Dear Governor Scott,
I am writing to make you aware of a situation that is ongoing in Indian River County. There seems to be a misunderstanding among some concerned citizens opposed to the development of a proposed concrete batch plant. The citizens objected to the plant based on noise, dust, traffic, property values, and health concerns. However, the proposed plant exceeds the state requirements for these concerns and meets the proposed future requirements. Do concrete batch plants meet the requirements of the construction aggregate statute?
Someone proposed changing the zoning to disallow heavy processing at a county commission meeting. From that proposed change, the County enacted Ordinance 2007-027 which changed the permitted land uses of Section 911 paragraph 11 Table 4 of the County Code. This removed 31 permitted uses from the table of permitted uses in the light industrial land of Indian River County. This text change of uses would have required amending the comprehensive plan.
The amendment does not appear to have any merit except to prevent the Ocean Concrete batch plant. There is no scope, no proper intent, it is not consistent with the State’s comprehensive plan, no supporting cause and effect, and I am not sure if the proper due process was applied to enacting the amendment. I cannot even find the filing of the amendment with the Department of Community Affairs.
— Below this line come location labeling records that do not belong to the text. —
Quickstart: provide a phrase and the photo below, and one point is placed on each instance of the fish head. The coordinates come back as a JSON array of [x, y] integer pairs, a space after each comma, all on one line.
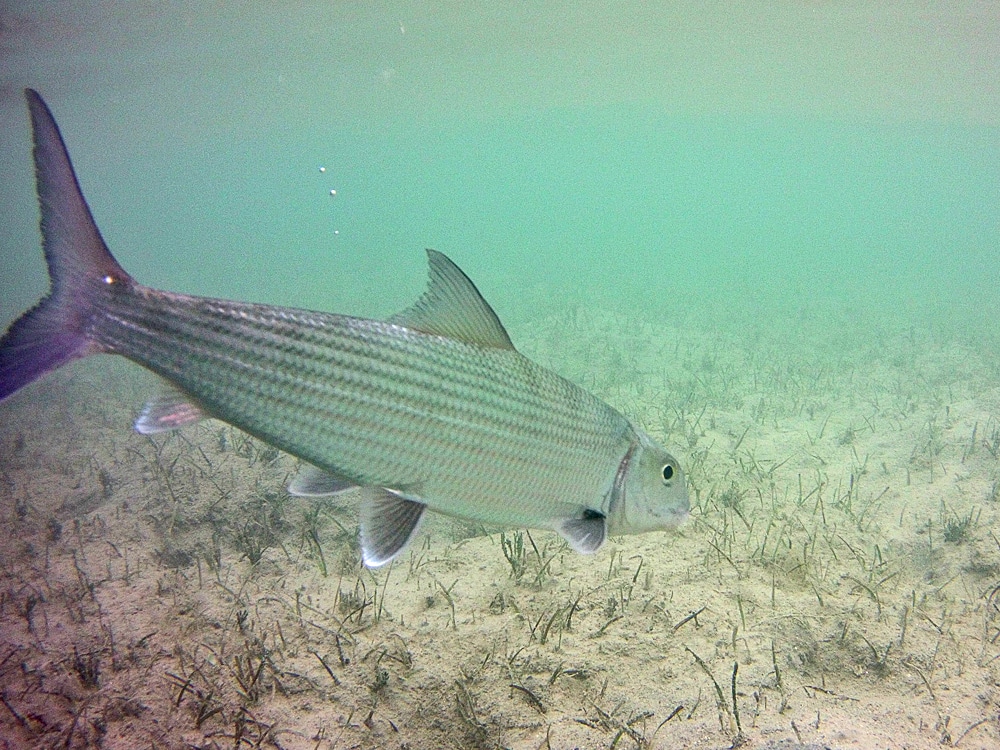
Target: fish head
[[653, 494]]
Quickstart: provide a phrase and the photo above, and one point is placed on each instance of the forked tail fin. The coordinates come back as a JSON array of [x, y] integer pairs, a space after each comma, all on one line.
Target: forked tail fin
[[54, 332]]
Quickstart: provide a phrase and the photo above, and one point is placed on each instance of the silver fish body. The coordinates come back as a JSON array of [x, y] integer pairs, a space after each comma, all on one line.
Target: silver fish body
[[433, 408]]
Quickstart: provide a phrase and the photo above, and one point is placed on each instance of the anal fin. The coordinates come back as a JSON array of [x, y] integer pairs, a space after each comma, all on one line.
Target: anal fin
[[388, 524], [171, 411], [312, 481]]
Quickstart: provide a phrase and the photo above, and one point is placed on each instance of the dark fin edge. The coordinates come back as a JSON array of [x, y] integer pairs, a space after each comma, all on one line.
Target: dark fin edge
[[586, 534], [53, 332], [453, 307]]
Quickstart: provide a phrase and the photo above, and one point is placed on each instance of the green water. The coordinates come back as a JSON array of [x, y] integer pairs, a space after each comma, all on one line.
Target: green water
[[769, 233], [199, 138]]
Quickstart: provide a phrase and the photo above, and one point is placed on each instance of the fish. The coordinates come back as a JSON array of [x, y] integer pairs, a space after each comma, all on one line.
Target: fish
[[430, 409]]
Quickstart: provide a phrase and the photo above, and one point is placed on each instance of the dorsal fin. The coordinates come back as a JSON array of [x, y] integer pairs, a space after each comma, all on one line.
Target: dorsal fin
[[453, 307]]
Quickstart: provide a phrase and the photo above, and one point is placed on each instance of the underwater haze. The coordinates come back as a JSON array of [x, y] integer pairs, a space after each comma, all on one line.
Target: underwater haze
[[769, 233]]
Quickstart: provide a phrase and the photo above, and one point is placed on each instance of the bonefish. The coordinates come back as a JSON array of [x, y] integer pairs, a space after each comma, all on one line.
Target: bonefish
[[432, 408]]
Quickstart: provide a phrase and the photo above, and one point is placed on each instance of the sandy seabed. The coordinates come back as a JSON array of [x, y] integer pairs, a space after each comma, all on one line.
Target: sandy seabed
[[837, 584]]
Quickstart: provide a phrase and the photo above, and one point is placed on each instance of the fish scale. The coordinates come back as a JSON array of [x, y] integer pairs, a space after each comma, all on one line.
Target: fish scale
[[365, 401], [431, 409]]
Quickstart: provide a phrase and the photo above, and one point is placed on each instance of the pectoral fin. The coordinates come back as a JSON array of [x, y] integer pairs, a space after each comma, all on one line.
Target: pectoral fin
[[388, 524], [585, 534]]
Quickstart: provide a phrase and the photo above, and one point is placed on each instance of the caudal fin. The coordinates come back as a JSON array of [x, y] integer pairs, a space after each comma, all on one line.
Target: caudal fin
[[54, 332]]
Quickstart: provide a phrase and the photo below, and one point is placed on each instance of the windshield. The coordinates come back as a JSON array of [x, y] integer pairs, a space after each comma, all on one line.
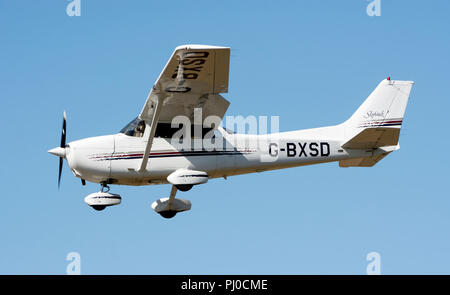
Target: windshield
[[134, 128]]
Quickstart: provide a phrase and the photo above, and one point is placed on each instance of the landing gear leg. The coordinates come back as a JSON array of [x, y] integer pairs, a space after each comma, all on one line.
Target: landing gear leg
[[169, 213]]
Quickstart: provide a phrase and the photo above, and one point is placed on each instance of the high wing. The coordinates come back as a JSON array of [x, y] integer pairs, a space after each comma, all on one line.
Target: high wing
[[192, 78]]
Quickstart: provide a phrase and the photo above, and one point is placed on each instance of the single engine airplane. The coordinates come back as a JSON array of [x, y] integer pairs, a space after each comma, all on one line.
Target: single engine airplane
[[150, 150]]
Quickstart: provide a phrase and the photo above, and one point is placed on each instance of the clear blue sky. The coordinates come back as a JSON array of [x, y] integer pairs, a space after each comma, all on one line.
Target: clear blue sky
[[310, 62]]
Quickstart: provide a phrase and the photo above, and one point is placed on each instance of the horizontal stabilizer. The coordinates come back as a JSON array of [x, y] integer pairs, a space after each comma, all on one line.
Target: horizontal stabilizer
[[371, 138], [361, 162]]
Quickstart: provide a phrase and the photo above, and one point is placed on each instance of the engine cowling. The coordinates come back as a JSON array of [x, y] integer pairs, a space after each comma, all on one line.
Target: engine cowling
[[101, 200]]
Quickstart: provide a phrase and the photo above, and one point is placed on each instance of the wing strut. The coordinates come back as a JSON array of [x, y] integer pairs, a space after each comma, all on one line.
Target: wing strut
[[151, 134]]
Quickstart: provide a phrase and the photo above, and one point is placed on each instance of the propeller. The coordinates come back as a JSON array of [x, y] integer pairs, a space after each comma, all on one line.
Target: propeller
[[63, 145], [61, 150]]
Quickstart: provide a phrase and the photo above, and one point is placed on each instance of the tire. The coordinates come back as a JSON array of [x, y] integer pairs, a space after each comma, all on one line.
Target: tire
[[184, 187], [168, 214], [99, 207]]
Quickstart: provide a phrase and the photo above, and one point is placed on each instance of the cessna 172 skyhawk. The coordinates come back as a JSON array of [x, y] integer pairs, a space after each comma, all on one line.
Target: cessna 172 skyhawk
[[144, 152]]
I am just a concerned citizen for the protection of industrial, property and due process rights provided by our Constitution.
I am not sure who is the best person to help straighten this out, but I do know we need industry for jobs in our State. I have read where you are pro-industry and I am sure you would agree we need concrete for roads, bridges, buildings and to rebuild after a storm. Someone needs to step in and fix this so we can get back to rebuilding our once great industrial nation and prevent this county from stepping on the rights of property owners and the right to industry.
Clean Industry for jobs that sell homes so the people have money to support business. So, simiple!